All Bal­four stu­dents spend every summer between sixth– and 12th-​​grade on Northeastern’s campus, returning twice a week during the school year to the program’s Cah­ners Hall facility for tutoring and men­toring. During col­lege, Clarke worked for Bal­four, pro­viding the same men­toring and sup­port she received for years.

This summer, she enrolled in a master’s degree pro­gram in edu­ca­tion at Sim­mons Col­lege. Clarke wants to be an Eng­lish teacher and, last week, joked with the Bal­four program’s leaders — director Earl Stafford, BS’85, MPA’89, and clin­ical assis­tant pro­fessor of math­e­matics Carla Oblas — that she would return next summer as a teacher.

“Before I came to Bal­four, I didn’t want to teach,” Clarke said. “But I saw the dif­fer­ence all my teachers had made and what I was able to do as an instruc­tional assis­tant and knew it was the right path for me.”

In addi­tion to helping stu­dents get accepted to col­lege — and 90 per­cent of Bal­four stu­dents do — the pro­gram offers an even bigger incen­tive. Any Bal­four stu­dent who is accepted to North­eastern is rewarded with a full schol­ar­ship. This year, 43 Bal­four alumni are enrolled as North­eastern students.

“Pro­grams like this don’t usu­ally last this long, and one reason I think we have is because of Northeastern’s ded­i­ca­tion to these kids. We’ve proven that this is a pro­gram that works and is suc­cessful,” Oblas said.

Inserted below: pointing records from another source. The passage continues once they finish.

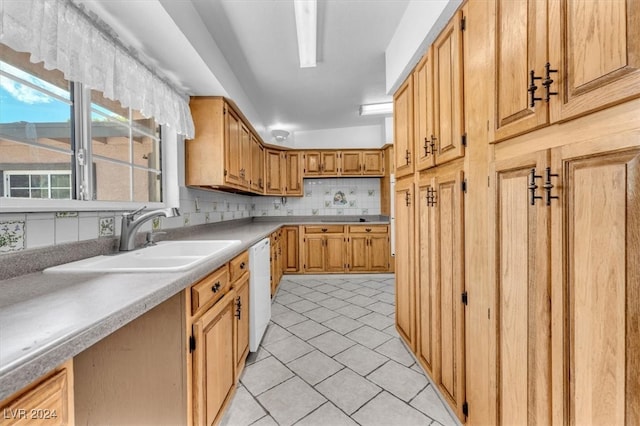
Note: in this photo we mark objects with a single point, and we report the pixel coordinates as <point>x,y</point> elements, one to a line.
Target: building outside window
<point>62,140</point>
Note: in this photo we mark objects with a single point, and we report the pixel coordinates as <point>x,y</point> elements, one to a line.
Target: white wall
<point>418,28</point>
<point>347,137</point>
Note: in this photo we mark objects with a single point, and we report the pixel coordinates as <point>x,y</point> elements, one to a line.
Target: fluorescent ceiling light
<point>374,109</point>
<point>306,26</point>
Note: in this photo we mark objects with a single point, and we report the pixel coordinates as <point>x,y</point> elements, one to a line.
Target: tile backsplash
<point>325,197</point>
<point>345,196</point>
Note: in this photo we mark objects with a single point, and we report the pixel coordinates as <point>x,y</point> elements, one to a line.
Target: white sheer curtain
<point>59,34</point>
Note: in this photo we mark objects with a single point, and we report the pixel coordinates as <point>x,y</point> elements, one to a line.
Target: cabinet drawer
<point>324,229</point>
<point>238,266</point>
<point>370,229</point>
<point>209,290</point>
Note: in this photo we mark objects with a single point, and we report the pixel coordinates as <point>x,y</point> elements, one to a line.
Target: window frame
<point>82,169</point>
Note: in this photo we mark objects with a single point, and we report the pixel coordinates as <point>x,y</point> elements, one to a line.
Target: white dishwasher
<point>259,292</point>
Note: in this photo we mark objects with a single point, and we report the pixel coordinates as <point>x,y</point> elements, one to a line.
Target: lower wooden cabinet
<point>241,317</point>
<point>324,249</point>
<point>48,401</point>
<point>290,249</point>
<point>368,248</point>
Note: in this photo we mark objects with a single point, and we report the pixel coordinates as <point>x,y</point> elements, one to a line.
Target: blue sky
<point>21,102</point>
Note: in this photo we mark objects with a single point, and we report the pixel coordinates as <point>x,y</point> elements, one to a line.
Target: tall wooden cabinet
<point>440,288</point>
<point>403,137</point>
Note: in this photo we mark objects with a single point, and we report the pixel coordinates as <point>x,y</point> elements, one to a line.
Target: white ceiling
<point>258,40</point>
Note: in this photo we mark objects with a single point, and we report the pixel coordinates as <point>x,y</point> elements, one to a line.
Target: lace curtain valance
<point>62,36</point>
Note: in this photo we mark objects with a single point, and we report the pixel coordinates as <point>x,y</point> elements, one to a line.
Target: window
<point>48,184</point>
<point>62,140</point>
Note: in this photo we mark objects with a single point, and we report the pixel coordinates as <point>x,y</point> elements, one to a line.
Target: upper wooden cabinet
<point>275,166</point>
<point>293,173</point>
<point>593,60</point>
<point>362,163</point>
<point>257,166</point>
<point>320,163</point>
<point>403,136</point>
<point>423,110</point>
<point>448,100</point>
<point>343,163</point>
<point>220,154</point>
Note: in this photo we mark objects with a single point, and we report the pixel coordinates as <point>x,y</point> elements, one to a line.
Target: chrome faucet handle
<point>151,237</point>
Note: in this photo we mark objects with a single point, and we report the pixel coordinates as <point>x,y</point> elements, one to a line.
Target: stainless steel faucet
<point>130,225</point>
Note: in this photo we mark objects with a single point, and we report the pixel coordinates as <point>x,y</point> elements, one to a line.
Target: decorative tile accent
<point>66,214</point>
<point>106,227</point>
<point>11,236</point>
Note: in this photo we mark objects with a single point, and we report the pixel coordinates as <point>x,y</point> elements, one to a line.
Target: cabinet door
<point>290,251</point>
<point>521,40</point>
<point>312,163</point>
<point>450,281</point>
<point>596,280</point>
<point>241,323</point>
<point>314,253</point>
<point>358,252</point>
<point>595,45</point>
<point>447,92</point>
<point>334,246</point>
<point>427,309</point>
<point>523,311</point>
<point>293,169</point>
<point>233,148</point>
<point>405,292</point>
<point>351,163</point>
<point>257,165</point>
<point>213,361</point>
<point>373,163</point>
<point>274,172</point>
<point>423,110</point>
<point>403,128</point>
<point>330,166</point>
<point>378,253</point>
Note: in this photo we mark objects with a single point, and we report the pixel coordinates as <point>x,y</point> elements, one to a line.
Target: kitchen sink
<point>166,256</point>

In the first three years, Bal­four stu­dents take classes in sub­jects such as Eng­lish and math, which aim to pre­pare them for the next school year. Stu­dents entering the 10th, 11th and 12th grades take an SAT prep course and a college-​​level class taught by a North­eastern fac­ulty member.

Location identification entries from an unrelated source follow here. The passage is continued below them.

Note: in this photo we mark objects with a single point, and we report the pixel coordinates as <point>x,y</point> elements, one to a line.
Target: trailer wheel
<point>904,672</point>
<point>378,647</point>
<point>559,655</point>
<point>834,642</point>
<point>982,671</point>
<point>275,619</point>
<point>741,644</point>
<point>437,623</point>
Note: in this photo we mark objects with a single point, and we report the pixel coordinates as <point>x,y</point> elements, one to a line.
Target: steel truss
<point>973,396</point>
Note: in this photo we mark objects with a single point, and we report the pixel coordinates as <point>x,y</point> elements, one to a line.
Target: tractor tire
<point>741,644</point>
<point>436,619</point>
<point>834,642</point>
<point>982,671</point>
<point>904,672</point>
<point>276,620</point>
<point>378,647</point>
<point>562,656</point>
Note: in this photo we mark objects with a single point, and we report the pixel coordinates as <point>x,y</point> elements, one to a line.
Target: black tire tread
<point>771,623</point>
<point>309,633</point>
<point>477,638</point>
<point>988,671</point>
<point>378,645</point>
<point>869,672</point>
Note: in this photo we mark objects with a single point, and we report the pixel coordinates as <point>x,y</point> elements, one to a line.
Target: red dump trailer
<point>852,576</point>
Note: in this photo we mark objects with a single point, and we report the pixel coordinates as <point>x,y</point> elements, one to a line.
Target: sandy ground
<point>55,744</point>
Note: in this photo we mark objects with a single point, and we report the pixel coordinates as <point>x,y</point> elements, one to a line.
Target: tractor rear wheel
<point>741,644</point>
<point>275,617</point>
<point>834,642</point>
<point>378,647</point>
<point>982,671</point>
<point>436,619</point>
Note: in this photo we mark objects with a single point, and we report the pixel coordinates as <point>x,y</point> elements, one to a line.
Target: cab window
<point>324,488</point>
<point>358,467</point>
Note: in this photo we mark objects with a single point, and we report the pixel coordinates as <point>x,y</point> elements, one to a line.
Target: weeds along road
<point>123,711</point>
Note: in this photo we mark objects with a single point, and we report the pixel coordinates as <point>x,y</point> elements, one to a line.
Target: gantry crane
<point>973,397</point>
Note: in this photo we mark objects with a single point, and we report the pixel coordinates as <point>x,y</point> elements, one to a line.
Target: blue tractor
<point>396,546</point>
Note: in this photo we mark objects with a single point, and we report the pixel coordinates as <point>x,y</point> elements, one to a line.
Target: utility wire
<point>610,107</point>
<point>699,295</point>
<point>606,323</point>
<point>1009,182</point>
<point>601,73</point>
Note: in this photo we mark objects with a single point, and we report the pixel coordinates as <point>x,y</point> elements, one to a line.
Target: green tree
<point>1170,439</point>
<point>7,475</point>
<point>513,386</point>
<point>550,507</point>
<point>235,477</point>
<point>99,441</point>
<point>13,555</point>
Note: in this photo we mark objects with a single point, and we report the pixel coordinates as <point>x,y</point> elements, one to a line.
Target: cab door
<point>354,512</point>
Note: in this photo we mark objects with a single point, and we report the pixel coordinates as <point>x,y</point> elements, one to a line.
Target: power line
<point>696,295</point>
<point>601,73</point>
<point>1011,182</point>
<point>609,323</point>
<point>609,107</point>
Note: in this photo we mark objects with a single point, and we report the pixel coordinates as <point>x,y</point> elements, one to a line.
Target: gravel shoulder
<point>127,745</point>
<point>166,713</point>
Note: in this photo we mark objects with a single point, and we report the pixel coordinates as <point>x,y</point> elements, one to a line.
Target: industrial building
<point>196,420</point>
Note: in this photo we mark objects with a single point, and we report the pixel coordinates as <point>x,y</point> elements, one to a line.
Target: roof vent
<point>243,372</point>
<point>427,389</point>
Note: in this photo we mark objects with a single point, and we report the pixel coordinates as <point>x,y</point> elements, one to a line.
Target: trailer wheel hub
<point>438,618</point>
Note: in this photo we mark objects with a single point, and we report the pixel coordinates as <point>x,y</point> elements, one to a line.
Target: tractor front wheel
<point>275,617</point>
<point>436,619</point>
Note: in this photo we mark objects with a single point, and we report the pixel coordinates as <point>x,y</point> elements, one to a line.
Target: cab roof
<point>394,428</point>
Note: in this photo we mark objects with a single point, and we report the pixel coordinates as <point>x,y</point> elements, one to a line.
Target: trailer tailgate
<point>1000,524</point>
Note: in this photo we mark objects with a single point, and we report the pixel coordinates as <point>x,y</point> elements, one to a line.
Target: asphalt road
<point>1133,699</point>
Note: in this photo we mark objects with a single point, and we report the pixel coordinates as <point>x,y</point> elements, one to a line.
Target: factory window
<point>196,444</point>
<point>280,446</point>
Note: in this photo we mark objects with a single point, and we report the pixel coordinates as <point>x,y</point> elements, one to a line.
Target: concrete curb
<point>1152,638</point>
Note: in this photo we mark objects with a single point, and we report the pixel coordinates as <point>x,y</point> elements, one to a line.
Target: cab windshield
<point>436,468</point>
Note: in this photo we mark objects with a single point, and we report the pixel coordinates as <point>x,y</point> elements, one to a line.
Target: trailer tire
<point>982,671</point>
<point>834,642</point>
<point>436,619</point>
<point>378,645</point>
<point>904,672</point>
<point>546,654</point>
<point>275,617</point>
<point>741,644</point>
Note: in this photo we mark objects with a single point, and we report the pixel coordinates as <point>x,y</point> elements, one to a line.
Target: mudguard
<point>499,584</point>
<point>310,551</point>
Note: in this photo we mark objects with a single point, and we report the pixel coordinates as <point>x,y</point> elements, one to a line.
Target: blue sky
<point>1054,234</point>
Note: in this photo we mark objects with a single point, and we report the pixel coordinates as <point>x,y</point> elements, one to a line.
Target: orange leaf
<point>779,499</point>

“It wasn’t just text­books or busy­work,” said 17-​​year-​​old Carla Forbes, a stu­dent of the pro­gram who this fall will begin her senior year at Newton North High School. “There is a great open dia­logue of big ideas and real-​​world topics — not at all like the classes you get in high school.”

For stu­dents, Bal­four Academy shapes new views of what the future might hold. Tsega Birkneh, a 17-​​year-​​old track star at Boston Col­lege High School in Dorch­ester, said he long thought he wanted to be a pro­fes­sional ath­lete. But now, in his sixth year of Bal­four, he has dreams to study neu­ro­science and crim­inal jus­tice at Northeastern.

“I want my future to rely on my mind, not my body,” Birkneh said. “Even if I could make it as a pro­fes­sional ath­lete, just one bad thing could happen and it would all be over. This helped me look at my future, at what I wanted to do, with much more thought.”

Stu­dents are quick to point out Balfour’s greatest asset: Stafford, who has worked with the pro­gram since 1984, when he was a co-​​op employee. (A group photo out­side his office of that year’s stu­dents and staff shows Stafford in short ath­letic shorts. “I swear they were in style at the time,” he sighed.)

“Staff gives me such great insight about where I want to be in 10 years,” said 16-​​year-​​old Amanda Bar­rows, who this fall will begin her senior year at Brook­line High. Before Bal­four, she said, “I wasn’t thinking about col­lege, about what I’d do after grad­u­a­tion. I was thinking about tomorrow.”